How Much Municipal Land Is In Tree Growth? (sidebar)

At last count 3.65 million acres of the 10.4 million acres that comprise the organized territories (cities, towns and plantations) were enrolled in the Tree Growth Program. That translates roughly into 35 percent of the organized territories.

Critics of Maine’s Tree Growth Program say in its original conception, the program was not envisioned as a program for small property owners, but rather as an incentive to paper companies with large holdings in the unorganized territories. Whether it was envisioned or not, under the current law, as noted above, anyone with 10 acres or more of forest land can enroll in the Tree Growth Program.

Latest figures, based on 1993 enrollment provided by the Maine Forest Service, indicate that the majority (11,482) of the 11,775 landowners enrolled in the Tree Growth Program in the organized territories have holdings classified by the Forest Service as "small" (no more than 1,000 acres). Only 95 landowners enrolled in the program have holdings classified as "large (more than 5,000 acres).

A closer look at those with holdings classified as "small" indicate that a majority (9,606) of the landowners have parcels of 100 acres or less. Which is to say, 82 percent of those landowners enrolled in tree growth in the organized territories have parcels of 100 acres or less.

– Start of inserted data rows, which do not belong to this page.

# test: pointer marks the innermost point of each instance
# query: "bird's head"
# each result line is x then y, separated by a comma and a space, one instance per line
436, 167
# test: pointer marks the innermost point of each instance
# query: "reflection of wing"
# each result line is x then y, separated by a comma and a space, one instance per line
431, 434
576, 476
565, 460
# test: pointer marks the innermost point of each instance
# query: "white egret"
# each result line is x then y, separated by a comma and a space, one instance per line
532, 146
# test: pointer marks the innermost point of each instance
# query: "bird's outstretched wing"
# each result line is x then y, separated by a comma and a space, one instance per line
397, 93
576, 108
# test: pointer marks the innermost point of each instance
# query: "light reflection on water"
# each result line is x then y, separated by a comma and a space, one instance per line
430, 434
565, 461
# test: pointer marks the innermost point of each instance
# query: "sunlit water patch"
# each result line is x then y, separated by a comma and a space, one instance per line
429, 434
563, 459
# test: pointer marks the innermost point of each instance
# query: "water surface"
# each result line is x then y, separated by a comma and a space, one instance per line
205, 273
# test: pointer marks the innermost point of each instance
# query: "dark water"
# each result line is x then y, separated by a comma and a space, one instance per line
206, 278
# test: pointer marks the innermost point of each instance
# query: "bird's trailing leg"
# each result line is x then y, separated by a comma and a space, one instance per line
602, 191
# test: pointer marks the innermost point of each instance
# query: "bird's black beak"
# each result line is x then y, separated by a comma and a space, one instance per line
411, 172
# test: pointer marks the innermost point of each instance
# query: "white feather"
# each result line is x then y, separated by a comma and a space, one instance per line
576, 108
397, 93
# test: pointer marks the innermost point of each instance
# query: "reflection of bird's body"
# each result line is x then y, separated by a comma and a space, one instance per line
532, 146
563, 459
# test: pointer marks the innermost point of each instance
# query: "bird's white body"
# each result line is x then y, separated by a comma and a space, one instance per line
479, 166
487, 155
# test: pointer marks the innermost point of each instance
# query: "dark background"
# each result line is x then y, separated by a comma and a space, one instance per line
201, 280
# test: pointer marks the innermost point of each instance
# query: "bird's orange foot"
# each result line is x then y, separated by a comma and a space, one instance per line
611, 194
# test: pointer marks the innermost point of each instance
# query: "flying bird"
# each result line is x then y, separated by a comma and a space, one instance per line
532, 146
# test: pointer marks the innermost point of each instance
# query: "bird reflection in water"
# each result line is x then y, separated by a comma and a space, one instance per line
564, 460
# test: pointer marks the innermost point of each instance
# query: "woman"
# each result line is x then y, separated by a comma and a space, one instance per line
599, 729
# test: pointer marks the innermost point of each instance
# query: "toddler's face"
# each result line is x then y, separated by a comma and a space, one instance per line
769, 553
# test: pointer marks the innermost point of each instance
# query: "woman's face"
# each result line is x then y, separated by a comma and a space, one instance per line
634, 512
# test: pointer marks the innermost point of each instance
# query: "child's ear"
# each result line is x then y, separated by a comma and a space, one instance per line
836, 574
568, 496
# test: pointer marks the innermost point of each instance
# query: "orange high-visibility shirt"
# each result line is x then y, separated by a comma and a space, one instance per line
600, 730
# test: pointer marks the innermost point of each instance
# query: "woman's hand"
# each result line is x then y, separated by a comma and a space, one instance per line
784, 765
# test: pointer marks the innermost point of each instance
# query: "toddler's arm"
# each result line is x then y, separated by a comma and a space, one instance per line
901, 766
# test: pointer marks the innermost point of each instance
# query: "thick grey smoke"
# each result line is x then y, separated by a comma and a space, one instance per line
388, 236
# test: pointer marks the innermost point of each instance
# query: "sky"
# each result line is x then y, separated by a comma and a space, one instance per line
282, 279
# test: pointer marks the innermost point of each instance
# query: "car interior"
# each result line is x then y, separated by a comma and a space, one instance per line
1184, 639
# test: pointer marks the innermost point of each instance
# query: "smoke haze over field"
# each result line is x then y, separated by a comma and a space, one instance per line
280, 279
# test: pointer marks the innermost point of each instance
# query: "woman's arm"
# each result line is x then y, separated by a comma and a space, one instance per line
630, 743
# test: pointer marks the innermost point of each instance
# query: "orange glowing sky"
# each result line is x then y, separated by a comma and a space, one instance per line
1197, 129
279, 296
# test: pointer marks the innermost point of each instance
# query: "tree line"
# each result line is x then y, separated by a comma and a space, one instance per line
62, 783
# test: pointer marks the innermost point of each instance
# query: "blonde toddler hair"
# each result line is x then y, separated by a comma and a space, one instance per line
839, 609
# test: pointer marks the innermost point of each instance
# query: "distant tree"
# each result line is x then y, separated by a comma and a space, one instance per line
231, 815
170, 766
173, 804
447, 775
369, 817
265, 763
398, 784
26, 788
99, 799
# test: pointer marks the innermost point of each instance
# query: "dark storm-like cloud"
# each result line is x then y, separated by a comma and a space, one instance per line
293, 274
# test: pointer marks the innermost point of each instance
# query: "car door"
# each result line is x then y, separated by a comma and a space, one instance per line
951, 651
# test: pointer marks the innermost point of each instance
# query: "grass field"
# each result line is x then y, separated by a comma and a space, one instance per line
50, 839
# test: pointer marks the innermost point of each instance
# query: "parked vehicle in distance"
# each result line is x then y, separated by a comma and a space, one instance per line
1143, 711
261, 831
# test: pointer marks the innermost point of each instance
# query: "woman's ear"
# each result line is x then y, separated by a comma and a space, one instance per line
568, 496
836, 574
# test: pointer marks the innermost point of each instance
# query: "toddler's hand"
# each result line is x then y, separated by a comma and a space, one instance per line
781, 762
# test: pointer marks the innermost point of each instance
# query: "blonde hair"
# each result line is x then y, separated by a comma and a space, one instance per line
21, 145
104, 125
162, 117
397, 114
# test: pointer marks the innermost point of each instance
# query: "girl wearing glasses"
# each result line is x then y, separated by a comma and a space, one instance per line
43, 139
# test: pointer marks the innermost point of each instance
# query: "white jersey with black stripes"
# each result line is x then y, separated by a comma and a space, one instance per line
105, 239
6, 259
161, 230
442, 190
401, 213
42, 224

And last but not least, a closer look at the number of parcels of land enrolled in the Tree Growth Program in 1993 indicates that of the 18,587 parcels of land in tree growth in the organized territories, 76 percent were 100 acres or less in size.

One Municipal Official’s Perspectives on the Tree Growth Law (sidebar)

If Jonathan Thomas, administrative assistant in Surry, a coastal town in Hancock County, had his way, there would be a moratorium on land put in tree growth. Surry has almost 30 percent of its land or 7,251 acres in tree growth.

As Thomas sees it, the economics of the Tree Growth Program have not been well addressed. Thomas questions whether the current system guarantees the highest quality product at the lowest total cost.

"Anyone with 10 acres and a management plan can enroll in the Tree Growth Program, whether or not their land is highly productive forest land with good soils or marginal windswept coastal land with poor soils," says Thomas, adding that he does not believe the state cares about the productivity of the land, as it is not bearing the burden of the cost of the program.

As Thomas sees it, if there were no Tree Growth Program, a person wishing to go into the business of commercial forestry would not purchase land on Surry’s Newberry Neck where soils are poor and growth is slow.

Thomas says the problem for towns like Surry is, "Tree growth is like a spiral out of control, each year as one or more expensive properties goes into tree growth and taxes for all others increase, some of those others are then pressured to go into tree growth."